CONCLUSIONS: This is the first Cuban study demonstrating the pathogenic role of herpesviruses, particularly cytomegalovirus, in patients with febrile or mononucleosis-like syndrome, in both immunocompetent and immunocompromised patients. Results highlight the importance of including molecular diagnosis of the herpesvirus family in investigating mononucleosis and febrile syndromes of unknown etiology and demonstrate that etiologic diagnosis would not have been feasible in many cases without the use of this diagnostic tool.
Keywords: Herpesvirus, HHV-1, HHV-2, HHV-6, varicella zoster, CMV, EBV, PCR, mononucleosis, fever, immunosuppression, Cuba
Herpesvirus infections are very frequent worldwide, with population prevalences reaching >90% in developing countries and >60% in developed countries. The most important biologic characteristic of these viruses is their capacity to establish lifelong latency after primary infection, with variable reactivation periods.

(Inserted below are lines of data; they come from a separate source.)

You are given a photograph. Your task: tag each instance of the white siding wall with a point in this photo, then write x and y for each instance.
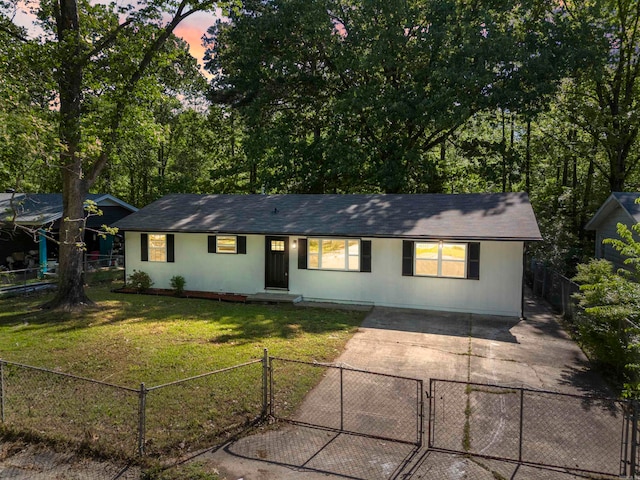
(497, 292)
(203, 271)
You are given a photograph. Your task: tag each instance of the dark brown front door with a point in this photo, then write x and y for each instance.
(276, 273)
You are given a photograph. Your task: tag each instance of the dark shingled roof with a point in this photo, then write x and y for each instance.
(626, 200)
(506, 216)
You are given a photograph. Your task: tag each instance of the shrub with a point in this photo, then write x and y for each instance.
(177, 283)
(140, 280)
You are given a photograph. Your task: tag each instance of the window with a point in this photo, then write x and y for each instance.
(157, 247)
(226, 244)
(277, 245)
(441, 259)
(333, 254)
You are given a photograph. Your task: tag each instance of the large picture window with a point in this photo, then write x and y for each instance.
(440, 259)
(157, 248)
(226, 244)
(333, 254)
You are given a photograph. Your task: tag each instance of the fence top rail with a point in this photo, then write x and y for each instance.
(68, 375)
(351, 369)
(532, 390)
(21, 270)
(202, 375)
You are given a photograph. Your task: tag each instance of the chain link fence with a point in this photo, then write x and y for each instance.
(67, 408)
(119, 421)
(529, 426)
(191, 413)
(348, 400)
(555, 288)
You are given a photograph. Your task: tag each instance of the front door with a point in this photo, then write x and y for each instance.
(276, 274)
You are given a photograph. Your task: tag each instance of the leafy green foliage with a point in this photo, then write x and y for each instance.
(344, 97)
(140, 280)
(609, 301)
(178, 283)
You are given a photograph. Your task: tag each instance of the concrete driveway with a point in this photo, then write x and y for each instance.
(533, 352)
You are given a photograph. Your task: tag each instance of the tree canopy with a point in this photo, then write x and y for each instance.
(313, 96)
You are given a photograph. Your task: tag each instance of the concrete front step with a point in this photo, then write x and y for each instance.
(274, 297)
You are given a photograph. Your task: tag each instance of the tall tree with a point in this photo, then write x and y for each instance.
(97, 51)
(604, 97)
(337, 90)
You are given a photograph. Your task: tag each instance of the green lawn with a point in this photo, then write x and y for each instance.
(129, 339)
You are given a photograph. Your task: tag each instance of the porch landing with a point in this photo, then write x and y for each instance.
(274, 297)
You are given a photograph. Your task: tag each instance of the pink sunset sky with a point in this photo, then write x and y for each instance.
(191, 29)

There are eight known human herpesviruses: herpes simplex viruses 1 and 2 (HSV); varicella-zoster virus (VZV); cytomegalovirus (CMV); Epstein-Barr (EBV); and human herpesviruses 6, 7 and 8 (HHV-6, HHV-7 and HHV-8). Most herpetic infections, primary as well as reactivations or reinfections, run their course asymptomatically.[2-4] The clinical spectrum varies widely, from acute, benign or self-limited diseases to more severe forms, particularly in immunosuppressed patients in which infection can lead to major complications or death.[2-5] Of particular importance among these are febrile syndrome (FS) and mononucleosis-like syndrome (MLS), organ rejection accompanied by fever in transplant recipients, encephalitis, EBV-associated lymphomas, and congenital CMV disease. Herpesviruses are hence considered typically opportunistic pathogens.[6,7]

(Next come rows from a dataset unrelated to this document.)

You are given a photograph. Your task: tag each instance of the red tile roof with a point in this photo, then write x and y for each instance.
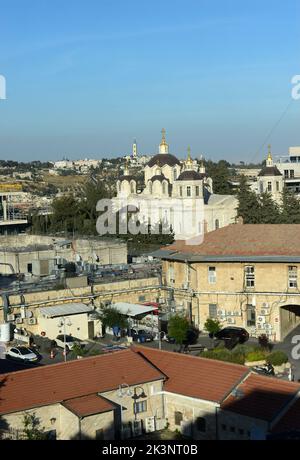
(290, 421)
(88, 405)
(261, 397)
(59, 382)
(245, 240)
(195, 377)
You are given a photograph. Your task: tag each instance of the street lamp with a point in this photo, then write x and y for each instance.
(61, 323)
(124, 390)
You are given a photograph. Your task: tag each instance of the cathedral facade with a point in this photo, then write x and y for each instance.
(168, 180)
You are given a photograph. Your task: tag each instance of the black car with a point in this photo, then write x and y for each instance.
(232, 334)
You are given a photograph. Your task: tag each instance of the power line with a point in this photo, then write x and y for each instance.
(273, 129)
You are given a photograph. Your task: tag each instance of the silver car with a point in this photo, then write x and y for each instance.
(22, 354)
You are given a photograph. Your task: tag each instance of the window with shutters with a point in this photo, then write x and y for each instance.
(171, 273)
(293, 276)
(201, 424)
(212, 276)
(178, 418)
(251, 315)
(249, 277)
(213, 310)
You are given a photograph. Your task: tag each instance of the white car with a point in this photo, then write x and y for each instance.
(70, 342)
(22, 353)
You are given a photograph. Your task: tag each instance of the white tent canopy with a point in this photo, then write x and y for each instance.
(65, 310)
(131, 309)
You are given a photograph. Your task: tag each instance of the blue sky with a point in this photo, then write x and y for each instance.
(86, 77)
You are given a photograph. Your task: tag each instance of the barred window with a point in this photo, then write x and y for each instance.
(249, 276)
(140, 406)
(212, 275)
(293, 276)
(178, 418)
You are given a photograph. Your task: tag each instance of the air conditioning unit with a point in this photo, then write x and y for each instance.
(150, 424)
(31, 321)
(261, 320)
(137, 427)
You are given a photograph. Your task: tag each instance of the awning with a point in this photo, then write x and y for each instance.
(66, 309)
(131, 309)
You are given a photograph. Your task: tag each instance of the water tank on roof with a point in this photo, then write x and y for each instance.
(5, 335)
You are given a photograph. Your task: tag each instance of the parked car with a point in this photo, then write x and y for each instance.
(70, 342)
(141, 335)
(232, 334)
(22, 354)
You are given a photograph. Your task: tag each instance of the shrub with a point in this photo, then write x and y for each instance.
(264, 342)
(256, 355)
(277, 358)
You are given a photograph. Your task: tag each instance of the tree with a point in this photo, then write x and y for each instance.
(269, 212)
(111, 318)
(178, 327)
(32, 428)
(248, 207)
(66, 216)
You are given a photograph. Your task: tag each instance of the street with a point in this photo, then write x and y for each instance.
(100, 346)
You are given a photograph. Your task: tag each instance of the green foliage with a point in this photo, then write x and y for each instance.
(212, 326)
(32, 428)
(111, 317)
(248, 207)
(277, 358)
(290, 208)
(178, 328)
(264, 342)
(262, 209)
(269, 212)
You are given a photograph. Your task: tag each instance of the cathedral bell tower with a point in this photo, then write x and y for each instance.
(163, 146)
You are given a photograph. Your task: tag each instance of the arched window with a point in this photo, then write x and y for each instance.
(201, 424)
(178, 417)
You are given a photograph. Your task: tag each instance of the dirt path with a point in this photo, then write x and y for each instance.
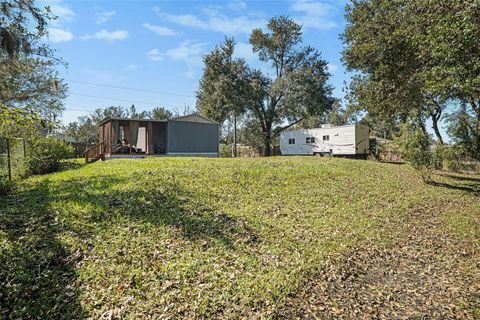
(427, 274)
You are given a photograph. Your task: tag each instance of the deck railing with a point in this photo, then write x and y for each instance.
(95, 153)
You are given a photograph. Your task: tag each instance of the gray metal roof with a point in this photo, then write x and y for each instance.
(194, 117)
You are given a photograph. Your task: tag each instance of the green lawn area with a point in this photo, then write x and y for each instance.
(192, 237)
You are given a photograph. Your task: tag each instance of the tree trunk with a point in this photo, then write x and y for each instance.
(478, 134)
(435, 119)
(267, 143)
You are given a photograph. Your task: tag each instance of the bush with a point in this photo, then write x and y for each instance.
(5, 185)
(44, 155)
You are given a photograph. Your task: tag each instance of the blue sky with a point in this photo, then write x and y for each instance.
(158, 46)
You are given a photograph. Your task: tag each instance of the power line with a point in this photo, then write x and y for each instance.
(115, 99)
(132, 89)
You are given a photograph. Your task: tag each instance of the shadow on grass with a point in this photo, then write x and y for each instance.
(38, 271)
(164, 203)
(474, 191)
(461, 178)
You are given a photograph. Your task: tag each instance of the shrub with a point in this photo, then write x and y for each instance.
(44, 155)
(5, 185)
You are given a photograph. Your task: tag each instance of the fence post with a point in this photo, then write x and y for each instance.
(9, 165)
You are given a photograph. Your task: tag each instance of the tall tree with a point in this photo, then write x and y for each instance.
(297, 89)
(448, 32)
(27, 70)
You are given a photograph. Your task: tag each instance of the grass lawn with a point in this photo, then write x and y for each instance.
(188, 237)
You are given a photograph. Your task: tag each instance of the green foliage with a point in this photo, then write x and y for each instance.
(296, 90)
(415, 146)
(5, 185)
(18, 122)
(461, 128)
(45, 154)
(414, 56)
(28, 67)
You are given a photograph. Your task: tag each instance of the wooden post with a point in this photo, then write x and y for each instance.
(9, 164)
(130, 136)
(234, 150)
(146, 138)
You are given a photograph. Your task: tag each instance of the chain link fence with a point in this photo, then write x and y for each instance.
(13, 154)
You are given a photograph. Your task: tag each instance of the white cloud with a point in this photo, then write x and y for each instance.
(314, 14)
(188, 52)
(132, 67)
(155, 55)
(63, 12)
(237, 5)
(108, 35)
(214, 21)
(105, 16)
(57, 35)
(163, 31)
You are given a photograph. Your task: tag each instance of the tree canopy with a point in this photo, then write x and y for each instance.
(28, 75)
(298, 88)
(412, 58)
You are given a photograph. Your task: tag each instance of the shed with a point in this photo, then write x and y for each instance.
(190, 135)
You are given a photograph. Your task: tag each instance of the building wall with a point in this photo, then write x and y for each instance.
(186, 137)
(341, 141)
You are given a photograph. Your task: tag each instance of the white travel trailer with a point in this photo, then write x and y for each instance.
(349, 140)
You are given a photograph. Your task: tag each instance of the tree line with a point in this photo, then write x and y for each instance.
(412, 61)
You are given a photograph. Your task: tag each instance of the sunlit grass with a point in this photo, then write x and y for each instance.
(172, 237)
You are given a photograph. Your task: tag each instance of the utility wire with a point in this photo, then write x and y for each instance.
(116, 99)
(132, 89)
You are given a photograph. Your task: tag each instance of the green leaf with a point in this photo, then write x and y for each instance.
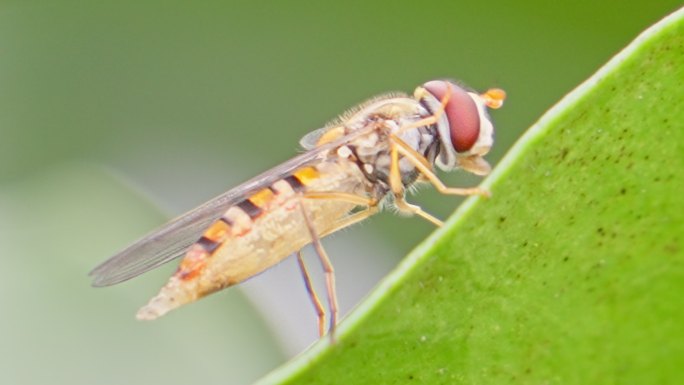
(572, 273)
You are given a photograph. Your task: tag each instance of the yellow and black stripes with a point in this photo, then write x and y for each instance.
(240, 219)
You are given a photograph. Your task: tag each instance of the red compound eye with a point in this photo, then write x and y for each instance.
(461, 112)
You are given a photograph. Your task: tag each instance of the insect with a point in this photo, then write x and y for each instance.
(364, 160)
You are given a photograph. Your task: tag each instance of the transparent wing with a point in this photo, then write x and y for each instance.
(309, 141)
(171, 240)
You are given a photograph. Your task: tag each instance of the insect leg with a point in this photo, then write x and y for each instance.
(398, 190)
(320, 311)
(327, 267)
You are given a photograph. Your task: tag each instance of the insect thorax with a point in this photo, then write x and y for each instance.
(372, 155)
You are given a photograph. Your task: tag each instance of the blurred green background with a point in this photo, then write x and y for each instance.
(115, 116)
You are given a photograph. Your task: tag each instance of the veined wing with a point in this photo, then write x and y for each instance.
(172, 240)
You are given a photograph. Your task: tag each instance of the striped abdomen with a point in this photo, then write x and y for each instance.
(257, 233)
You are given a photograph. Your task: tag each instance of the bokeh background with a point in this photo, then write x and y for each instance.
(117, 115)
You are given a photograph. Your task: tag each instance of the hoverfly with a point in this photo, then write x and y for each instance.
(353, 166)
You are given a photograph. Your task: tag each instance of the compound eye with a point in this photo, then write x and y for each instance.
(461, 113)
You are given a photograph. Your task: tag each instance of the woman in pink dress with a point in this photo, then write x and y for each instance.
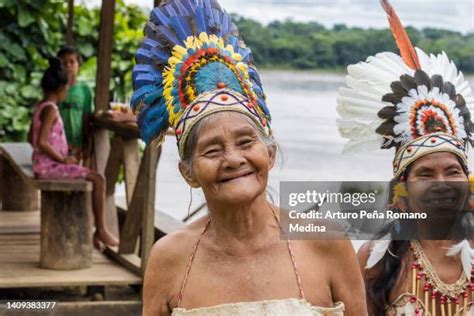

The situation is complicated when clinical manifestations are nonspecific, since different herpesviruses cause similar clinical presentations, making it difficult and laborious to reach a correct diagnosis.[8,9] Serological tests have limited value, since they do not always permit diagnosis of active infection, especially in immunocompromised patients, in whom low levels of IgM are observed up to one or two years after infection.[10,11] This is when molecular methods, such as polymerase chain reaction (PCR), become an alternative for rapid and highly sensitive differential diagnosis of active herpes infection.[10,11]

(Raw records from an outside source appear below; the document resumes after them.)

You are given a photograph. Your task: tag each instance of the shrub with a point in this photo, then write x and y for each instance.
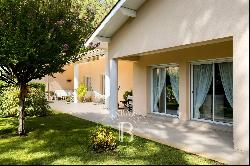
(126, 94)
(103, 139)
(37, 85)
(36, 103)
(9, 102)
(81, 92)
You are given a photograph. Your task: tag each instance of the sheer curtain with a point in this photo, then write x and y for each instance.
(159, 79)
(226, 73)
(173, 72)
(203, 75)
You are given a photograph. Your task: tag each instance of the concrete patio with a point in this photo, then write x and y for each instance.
(196, 137)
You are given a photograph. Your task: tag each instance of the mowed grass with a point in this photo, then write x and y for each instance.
(64, 139)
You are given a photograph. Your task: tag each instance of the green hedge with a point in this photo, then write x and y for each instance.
(35, 104)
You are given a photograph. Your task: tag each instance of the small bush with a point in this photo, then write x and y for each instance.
(35, 103)
(9, 102)
(103, 139)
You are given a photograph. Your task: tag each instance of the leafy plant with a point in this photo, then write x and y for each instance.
(81, 92)
(37, 85)
(36, 103)
(103, 139)
(68, 98)
(126, 94)
(38, 38)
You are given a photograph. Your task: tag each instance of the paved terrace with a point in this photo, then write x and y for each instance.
(195, 137)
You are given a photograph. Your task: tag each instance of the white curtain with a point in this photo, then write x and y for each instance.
(173, 72)
(159, 79)
(226, 73)
(203, 75)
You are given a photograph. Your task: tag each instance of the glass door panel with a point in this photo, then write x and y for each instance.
(223, 112)
(203, 91)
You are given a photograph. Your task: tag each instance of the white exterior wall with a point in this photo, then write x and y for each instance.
(162, 24)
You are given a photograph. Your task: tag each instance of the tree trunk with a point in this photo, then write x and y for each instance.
(22, 95)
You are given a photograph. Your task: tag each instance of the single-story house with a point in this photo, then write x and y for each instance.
(183, 59)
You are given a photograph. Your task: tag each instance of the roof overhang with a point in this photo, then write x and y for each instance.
(121, 12)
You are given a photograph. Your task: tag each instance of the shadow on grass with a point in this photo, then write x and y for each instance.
(64, 139)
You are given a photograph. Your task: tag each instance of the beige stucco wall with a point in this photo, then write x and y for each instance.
(162, 24)
(93, 69)
(125, 77)
(60, 81)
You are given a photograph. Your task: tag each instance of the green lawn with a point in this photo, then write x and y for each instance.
(63, 139)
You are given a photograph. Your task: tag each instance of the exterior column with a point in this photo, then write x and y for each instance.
(76, 81)
(107, 82)
(113, 98)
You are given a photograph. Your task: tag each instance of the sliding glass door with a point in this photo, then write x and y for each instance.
(212, 91)
(165, 90)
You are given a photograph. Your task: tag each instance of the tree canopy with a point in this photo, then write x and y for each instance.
(39, 37)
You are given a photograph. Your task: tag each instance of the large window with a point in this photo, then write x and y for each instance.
(212, 91)
(165, 90)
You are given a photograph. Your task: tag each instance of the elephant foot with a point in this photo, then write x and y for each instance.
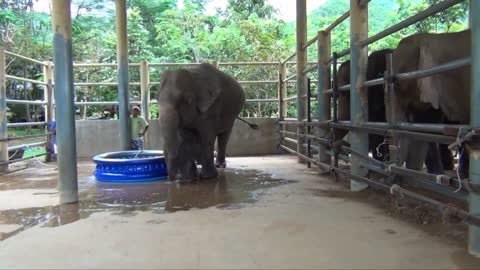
(220, 164)
(208, 174)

Because of the high frequency worldwide of patients seeking medical attention with mononucleosis and febrile syndromes of unknown etiology and absence of previous reports in Cuba on the etiology of these syndromes, we carried out this first study in Cuba of association between various herpesviruses and etiology of FS and MLS in immunocompetent and immunocompromised patients. This paper describes results from analysis of samples collected nationwide from such patients in whom herpetic disease was suspected.
The Laboratory for Sexually Transmitted Diseases (Virology) (LSTD) of the Pedro Kourí Tropical Medicine Institute (IPK) is the only center in Cuba where samples are analyzed from patients with different clinical presentations and suspicion of herpetic etiology. These include MLS and acute or prolonged FS in immunocompetent patients or in patients with prior immunosuppressive diseases or conditions (such as cancer, HIV/AIDS, or organ transplant).
Study population Samples (1157) from 1140 patients were studied; 770 (66.5%) were urine samples and 387 (33.5%) serum. These were received at the IPK Laboratory for Sexually Transmitted Diseases (Virology) from January 2006 through December 2009. Samples came from patients evidencing MLS or FS and in whom active herpesvirus infection was suspected according to clinical history. Samples were divided into six groups according to clinical classification, as shown in Table 1. No samples with MLS were received from transplanted or other patients with immunosuppressive diseases.
MLS cases were defined as patients whose main clinical signs were adenopathy in several lymph node chains, with or without hepatomegaly or splenomegaly. FS cases were those with fever >38 °C for more than 3 days with no defined etiology and no signs of focalization.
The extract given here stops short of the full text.